残念ながら未知の攻撃やゼロデイ攻撃には対応できません。http/https層でWAFを通り抜ける攻撃が必ず存在します。脆弱性が発覚する度にWAFのシグネチャが更新されるのはこの為で、言わば脆弱性とのイタチごっこです。(これはWAFの費用が下がらない理由でもあります)
静的化によってサイトを守るesparでは、未知の攻撃にもゼロデイ攻撃にも耐性を持つことができます。CMSサイトを静的化してホスティングすることによって、http/https層での第三者攻撃が成立しない状態を作れるからです。
esparではその導入後、WordPressサーバ側にはIP制限とBasic/Digest認証の両方をかけることができます。また、esparのホスティング環境はプログラムやフレームワークを一切搭載しておらず、指定されたファイルを返すことしか行いません。
つまり、仮にCMSに脆弱性があったとしても論理的に攻撃できないだけでなく、静的ファイルしか返さないホスティング側に対しては論理的に攻撃が成立しないという状態を作り出すのです。

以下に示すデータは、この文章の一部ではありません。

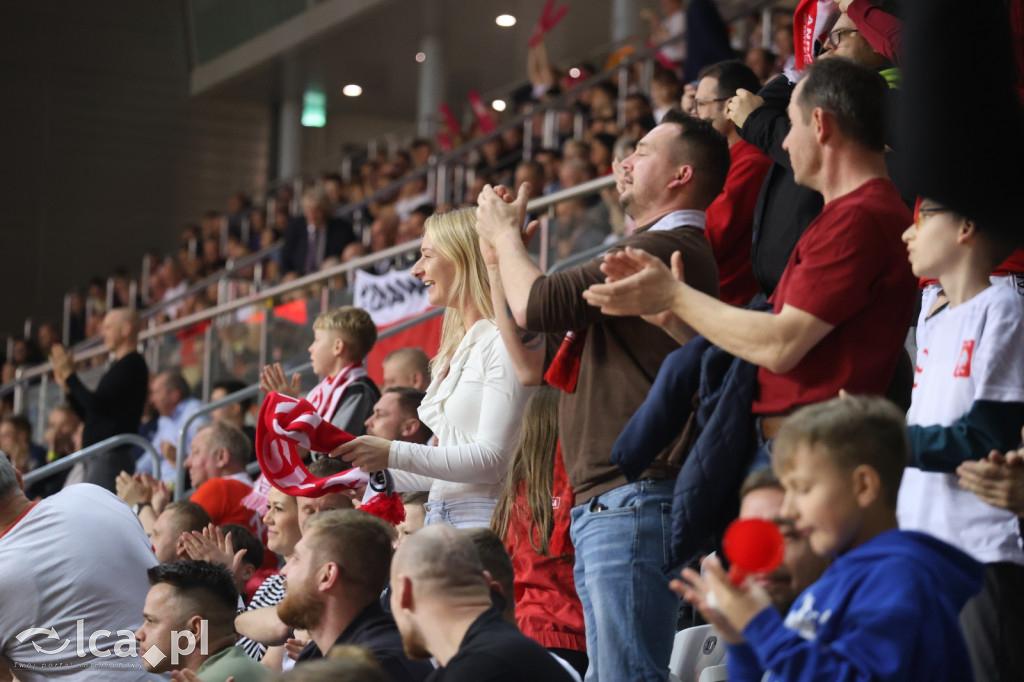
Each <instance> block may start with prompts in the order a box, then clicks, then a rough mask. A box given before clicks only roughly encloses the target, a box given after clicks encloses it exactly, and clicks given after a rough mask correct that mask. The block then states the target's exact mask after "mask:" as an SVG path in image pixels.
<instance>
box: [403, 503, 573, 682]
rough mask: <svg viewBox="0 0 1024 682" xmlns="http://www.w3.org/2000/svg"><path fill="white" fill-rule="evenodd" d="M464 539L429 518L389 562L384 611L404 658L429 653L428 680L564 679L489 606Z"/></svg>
mask: <svg viewBox="0 0 1024 682" xmlns="http://www.w3.org/2000/svg"><path fill="white" fill-rule="evenodd" d="M488 578H489V576H488V574H487V573H485V572H484V570H483V566H482V565H481V564H480V557H479V555H478V554H477V551H476V548H475V547H474V546H473V542H472V540H471V539H470V537H469V536H468V535H466V534H464V532H462V531H460V530H456V529H455V528H453V527H451V526H449V525H446V524H444V523H437V524H434V525H429V526H426V527H424V528H423V529H422V530H420V531H418V532H416V534H415V535H412V536H410V537H409V538H407V539H406V542H404V543H402V545H401V546H400V547H399V548H398V550H397V552H395V555H394V559H393V560H392V562H391V612H392V614H393V615H394V620H395V623H396V624H397V625H398V631H399V632H400V633H401V639H402V644H403V645H404V647H406V653H407V654H408V655H409V656H410V657H411V658H426V657H428V656H431V655H432V656H433V657H434V658H435V659H436V660H437V665H438V666H439V668H438V670H437V671H435V673H434V675H433V676H432V677H431V678H430V679H431V682H444V681H445V680H446V681H447V682H455V681H456V680H483V679H486V680H494V681H496V682H497V681H509V682H512V681H513V680H530V681H531V680H548V681H550V682H570V681H571V680H572V677H571V676H570V675H569V673H567V672H566V671H565V669H564V668H562V666H561V665H560V664H559V663H558V662H557V660H556V659H555V657H554V656H552V655H551V654H550V653H549V652H548V651H547V650H546V649H545V648H544V647H542V646H541V645H540V644H538V643H537V642H535V641H534V640H531V639H529V638H528V637H526V636H525V635H523V634H522V633H521V632H519V630H518V629H517V628H516V627H515V626H514V625H512V624H510V623H508V622H507V621H505V620H504V619H503V617H502V614H501V612H500V611H498V610H497V609H496V608H494V605H493V602H492V598H490V588H489V585H488Z"/></svg>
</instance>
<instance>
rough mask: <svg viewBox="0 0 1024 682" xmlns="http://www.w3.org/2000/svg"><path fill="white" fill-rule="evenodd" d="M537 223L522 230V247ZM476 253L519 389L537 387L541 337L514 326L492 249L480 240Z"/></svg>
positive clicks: (539, 381)
mask: <svg viewBox="0 0 1024 682" xmlns="http://www.w3.org/2000/svg"><path fill="white" fill-rule="evenodd" d="M538 224H539V223H538V222H537V221H536V220H534V221H532V222H530V223H529V225H527V227H526V231H525V233H524V235H523V237H522V241H523V244H529V242H530V240H531V239H532V237H534V233H535V232H536V231H537V226H538ZM480 253H481V254H483V261H484V262H485V263H486V264H487V278H488V279H489V281H490V301H492V304H493V305H494V308H495V323H496V324H497V325H498V331H499V332H500V333H501V336H502V341H503V342H504V343H505V349H506V350H508V353H509V356H510V357H511V358H512V365H513V366H514V367H515V373H516V376H517V377H518V378H519V383H521V384H522V385H523V386H540V385H541V382H542V380H543V379H544V355H545V343H544V335H543V334H539V333H535V332H529V331H527V330H524V329H523V328H521V327H519V326H518V325H516V324H515V318H514V315H513V314H512V308H511V307H510V306H509V304H508V302H507V301H506V298H505V288H504V287H503V286H502V274H501V270H500V268H499V265H498V254H497V253H496V252H495V248H494V246H493V245H492V244H490V243H488V242H487V241H486V240H484V239H483V238H480Z"/></svg>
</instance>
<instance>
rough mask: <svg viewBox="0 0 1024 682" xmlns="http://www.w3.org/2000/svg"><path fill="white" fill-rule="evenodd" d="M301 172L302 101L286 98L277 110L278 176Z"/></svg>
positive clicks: (292, 173) (289, 176) (283, 177)
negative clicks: (277, 123) (277, 121)
mask: <svg viewBox="0 0 1024 682" xmlns="http://www.w3.org/2000/svg"><path fill="white" fill-rule="evenodd" d="M301 172H302V101H301V100H299V99H286V100H285V101H283V102H281V109H280V110H279V112H278V177H279V178H280V179H282V180H285V179H289V178H292V177H294V176H296V175H298V174H299V173H301Z"/></svg>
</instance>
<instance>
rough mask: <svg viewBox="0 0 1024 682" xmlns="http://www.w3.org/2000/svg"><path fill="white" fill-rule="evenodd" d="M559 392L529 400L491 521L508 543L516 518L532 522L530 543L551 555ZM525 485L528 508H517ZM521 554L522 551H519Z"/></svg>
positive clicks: (522, 418)
mask: <svg viewBox="0 0 1024 682" xmlns="http://www.w3.org/2000/svg"><path fill="white" fill-rule="evenodd" d="M558 397H559V391H558V389H557V388H553V387H551V386H542V387H541V388H539V389H538V390H537V392H536V393H534V395H532V396H531V397H530V398H529V401H528V402H527V403H526V410H525V412H524V413H523V416H522V430H521V431H520V432H519V443H518V445H516V450H515V454H514V455H512V462H511V463H510V464H509V473H508V476H506V477H505V487H504V489H503V491H502V495H501V497H500V498H498V506H497V507H495V514H494V516H493V517H492V519H490V529H492V530H494V531H495V532H496V534H497V535H498V537H499V538H501V539H502V542H505V543H506V544H507V541H508V534H509V525H510V524H511V522H512V519H513V517H514V516H519V515H522V516H523V517H524V518H527V519H528V520H529V544H530V546H531V547H532V548H534V551H535V552H537V553H538V554H541V555H543V556H551V551H550V549H549V547H548V544H549V542H550V541H551V534H552V531H553V530H554V528H555V519H554V514H553V512H552V508H551V501H552V498H553V497H554V491H553V486H554V477H555V450H556V449H557V446H558ZM520 483H521V484H522V485H523V486H525V497H526V508H525V509H524V508H522V507H519V506H517V505H516V502H517V493H518V492H519V484H520ZM517 551H519V550H518V549H517Z"/></svg>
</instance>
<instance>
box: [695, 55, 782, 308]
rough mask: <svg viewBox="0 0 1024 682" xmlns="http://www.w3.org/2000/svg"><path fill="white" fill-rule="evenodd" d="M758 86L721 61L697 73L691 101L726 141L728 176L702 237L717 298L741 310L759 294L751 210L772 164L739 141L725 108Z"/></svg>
mask: <svg viewBox="0 0 1024 682" xmlns="http://www.w3.org/2000/svg"><path fill="white" fill-rule="evenodd" d="M760 87H761V86H760V82H759V81H758V77H757V75H756V74H755V73H754V72H753V71H752V70H751V68H750V67H748V66H746V65H744V63H743V62H742V61H736V60H729V61H719V62H717V63H713V65H711V66H709V67H706V68H705V69H703V71H701V72H700V80H699V82H698V83H697V92H696V97H695V99H694V108H695V111H696V116H697V118H700V119H706V120H708V121H711V123H712V125H713V126H714V127H715V130H717V131H719V132H720V133H722V134H723V135H725V138H726V139H727V140H728V141H729V157H730V158H731V163H730V165H729V174H728V175H727V176H726V178H725V187H724V188H723V189H722V194H720V195H719V196H718V198H717V199H716V200H715V201H714V202H712V203H711V206H709V207H708V211H707V214H708V223H707V225H706V227H705V233H706V235H707V236H708V241H709V242H710V243H711V250H712V252H713V253H714V254H715V262H716V263H718V279H719V296H720V298H721V299H722V300H723V301H725V302H726V303H729V304H731V305H739V306H743V305H746V304H748V303H750V302H751V299H753V298H754V296H755V294H757V293H758V292H759V291H760V290H761V287H760V286H759V285H758V282H757V280H755V279H754V271H753V268H752V266H751V243H752V242H753V241H754V235H753V230H754V207H755V206H756V205H757V203H758V193H760V191H761V185H762V183H764V179H765V175H767V174H768V169H769V168H770V167H771V159H769V158H768V157H767V156H765V155H764V154H763V153H762V152H761V151H760V150H759V148H758V147H756V146H754V145H753V144H751V143H749V142H745V141H743V140H742V139H741V138H740V137H739V133H738V132H736V126H735V124H734V123H733V122H732V121H730V120H729V117H727V116H726V115H725V108H726V104H727V103H728V102H729V100H730V99H731V98H732V97H733V96H734V95H735V94H736V90H738V89H744V90H750V91H751V92H757V90H758V89H759V88H760Z"/></svg>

これが、イタチごっこを続けるしかないWAFと、静的化によってそもそも攻撃を成立しないようにする静的化との決定的な違いです。
侵入検知システム(IDS)や侵入防止システム(IPS)も同様に、イタチごっこの宿命からは逃れられません。不正は絶対に無くならないからです。これはソフトウェアのコピープロテクトとコピー解除ツールのイタチごっこに似ています。
セキュリティインシデントの本質に目を向ける
セキュリティ事故が起こる根本原因はどこにあるのでしょうか?
それは、攻撃が成立しうるWordPress環境をそのままネットに晒してしまうことです。

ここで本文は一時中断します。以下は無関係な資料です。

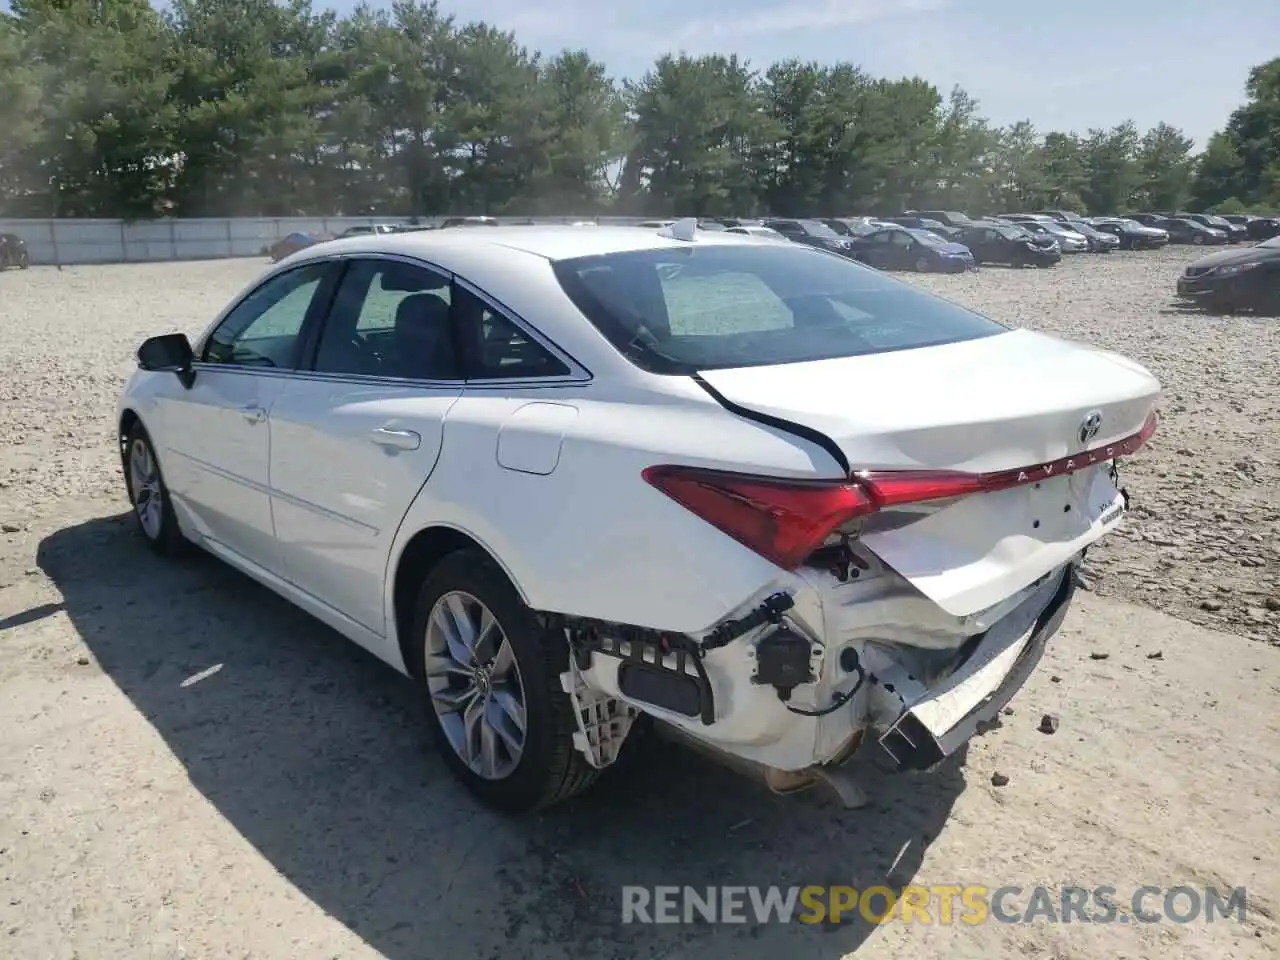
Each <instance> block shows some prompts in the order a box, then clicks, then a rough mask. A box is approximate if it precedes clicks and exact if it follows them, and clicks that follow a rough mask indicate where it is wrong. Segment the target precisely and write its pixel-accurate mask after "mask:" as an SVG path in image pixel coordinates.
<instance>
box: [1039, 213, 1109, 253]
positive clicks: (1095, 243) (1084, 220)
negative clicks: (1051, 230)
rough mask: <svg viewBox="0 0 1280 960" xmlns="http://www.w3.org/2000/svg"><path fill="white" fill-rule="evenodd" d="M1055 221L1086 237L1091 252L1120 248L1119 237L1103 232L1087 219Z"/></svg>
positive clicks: (1061, 220)
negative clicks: (1092, 223) (1083, 219)
mask: <svg viewBox="0 0 1280 960" xmlns="http://www.w3.org/2000/svg"><path fill="white" fill-rule="evenodd" d="M1055 223H1059V224H1061V225H1062V227H1066V228H1068V229H1070V230H1074V232H1075V233H1079V234H1080V236H1082V237H1084V239H1087V241H1088V242H1089V252H1091V253H1110V252H1111V251H1114V250H1120V238H1119V237H1116V236H1114V234H1111V233H1103V232H1102V230H1100V229H1097V228H1096V227H1093V224H1091V223H1088V221H1085V220H1056V221H1055Z"/></svg>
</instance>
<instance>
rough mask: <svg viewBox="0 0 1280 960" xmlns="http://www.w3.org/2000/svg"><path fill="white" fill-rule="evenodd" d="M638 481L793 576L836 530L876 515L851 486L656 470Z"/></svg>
mask: <svg viewBox="0 0 1280 960" xmlns="http://www.w3.org/2000/svg"><path fill="white" fill-rule="evenodd" d="M644 479H645V480H646V481H648V483H650V484H653V485H654V486H657V488H658V489H659V490H662V492H663V493H664V494H667V495H668V497H671V499H673V500H676V502H677V503H680V504H682V506H684V507H686V508H687V509H690V511H692V512H694V513H696V515H698V516H699V517H701V518H703V520H705V521H707V522H708V524H710V525H713V526H717V527H719V529H721V530H723V531H724V532H726V534H728V535H730V536H732V538H733V539H735V540H737V541H739V543H741V544H742V545H745V547H750V548H751V549H753V550H755V552H756V553H759V554H760V556H762V557H764V558H765V559H769V561H773V562H774V563H777V564H778V566H780V567H782V568H785V570H794V568H795V567H799V566H800V564H801V563H804V559H805V558H806V557H808V556H809V554H810V553H813V552H814V550H815V549H818V548H819V547H820V545H822V543H823V540H826V539H827V538H828V536H829V535H831V532H832V531H835V530H836V529H837V527H840V526H841V525H842V524H846V522H849V521H850V520H852V518H855V517H858V516H860V515H863V513H869V512H870V511H873V509H876V506H874V504H873V503H872V502H870V499H869V498H868V497H867V493H865V492H864V490H863V489H861V488H860V486H859V485H856V484H849V483H838V481H827V480H778V479H773V477H763V476H749V475H745V474H728V472H722V471H718V470H699V468H696V467H673V466H658V467H649V468H648V470H645V471H644Z"/></svg>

攻撃を避けたいなら、まずネットに晒す前に、理屈上安全といえる状態を最大限担保すべきでしょう。ネットに晒すまでもなくWebサイトを公開し発信できるのであれば、それが最も安全な選択肢です。
WordPress環境を数多の攻撃が発生するネットの世界に公開すべきではありません。弾丸飛び交う戦場に盾を持たせてまで送り込むのか、そもそも戦場に飛び込むことを割けるのか。どちらが安全かは自明ですね。